In this tutorial, I will explain one of the easiest ways to train YOLO v3 to detect a custom object if you don't have a computer with a strong GPU.

You will need just a simple laptop (Windows, Linux, or Mac), as the training will be done online, taking advantage of the free GPU offered by google.

We can train Yolo to detect a custom object. I chose, for example, to train to detect a car license plate; you can select anything you prefer. In this part, I am not talking about dataset preparation. You can check it in my two previous tutorials (Link1 and Link2).

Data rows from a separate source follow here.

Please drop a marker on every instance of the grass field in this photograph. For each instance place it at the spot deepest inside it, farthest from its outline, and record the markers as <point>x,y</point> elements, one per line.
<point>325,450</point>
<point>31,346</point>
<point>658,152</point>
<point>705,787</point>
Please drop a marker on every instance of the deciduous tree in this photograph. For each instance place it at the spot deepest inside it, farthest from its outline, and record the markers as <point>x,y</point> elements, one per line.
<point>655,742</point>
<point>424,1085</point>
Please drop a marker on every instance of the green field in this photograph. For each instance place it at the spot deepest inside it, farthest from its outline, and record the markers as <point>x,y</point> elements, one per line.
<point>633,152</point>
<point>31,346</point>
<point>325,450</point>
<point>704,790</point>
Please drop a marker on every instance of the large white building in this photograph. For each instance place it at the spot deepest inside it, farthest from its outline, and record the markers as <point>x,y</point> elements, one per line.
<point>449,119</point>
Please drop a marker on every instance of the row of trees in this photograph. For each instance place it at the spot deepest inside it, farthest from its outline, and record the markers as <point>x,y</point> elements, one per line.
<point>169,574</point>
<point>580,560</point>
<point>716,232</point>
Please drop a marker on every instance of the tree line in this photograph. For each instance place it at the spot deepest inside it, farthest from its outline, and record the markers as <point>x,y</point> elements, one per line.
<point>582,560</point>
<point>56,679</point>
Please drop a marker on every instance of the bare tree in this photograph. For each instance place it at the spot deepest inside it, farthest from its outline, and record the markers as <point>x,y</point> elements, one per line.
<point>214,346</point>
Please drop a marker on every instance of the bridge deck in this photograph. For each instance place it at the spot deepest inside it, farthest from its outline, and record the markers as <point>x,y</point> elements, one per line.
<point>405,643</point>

1. Prepare the Image dataset

As I said, I am not talking about dataset preparation in this part. But I recommend preparing the dataset, configuring the configs.py script, and checking if training starts at least locally for you. If training works, this means we can move to Google Colab. If you don't know how to do this step, you can check my two previous tutorials: Link1 and Link2.

2. Move everything to Google Colab:

Move the prepared folder to your local Google drive directory. This should look following (same project name as my GitHub repo):

You must be sure that all images are prepared, configurations changed according to your needs, and training works locally on the CPU.

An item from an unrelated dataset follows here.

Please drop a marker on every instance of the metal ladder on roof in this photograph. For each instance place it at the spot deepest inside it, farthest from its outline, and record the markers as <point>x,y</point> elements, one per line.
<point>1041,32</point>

In TensorFlow-2.x-YOLOv3, the repository, you should see YOLOv3_colab_training.ipynb file. Open it with Google Colaboratory in the following way:

3. Set up Google Colab:

We need to enable the GPU. So, click on "Edit" -> "Notebook settings", select "GPU", and click "SAVE:

Now, we may run the first cell (click on cell and pres CTRL+SHIFT) to Check if NVIDIA GPU is enabled. You may see a similar result:

In my example, I received the NVIDIA Tesla P100 GPU, as you can see, which is quite fast for our training.

Now we're ready to connect Colab with our Google Drive. To do so, run the cell where it's written from google.colab import drive and then click on the link that appears:

This link is used to grant access to your Google Drive. Once you enter, it asks you to allow the Google Drive File Stream. Click on "Allow". And then copy the code that appears:

Now, our Colab is ready for further use with our Google Drive files. The last step is to open our project directory by running next following cell:

To make sure that our Colab has all necessary libraries for our YOLO v3 project, we may install libraries from the requirements.txt file:

To make utterly sure that TensorFlow works with GPU, we can run the following code lines:

import tensorflow as tf
print(tf.__version__)
tf.test.gpu_device_name()

In the output, we should see similar results:

2.2.0
'/device:GPU:0'

This means that we are using TensorFlow with the 2.2.0 version, and the system sees one GPU.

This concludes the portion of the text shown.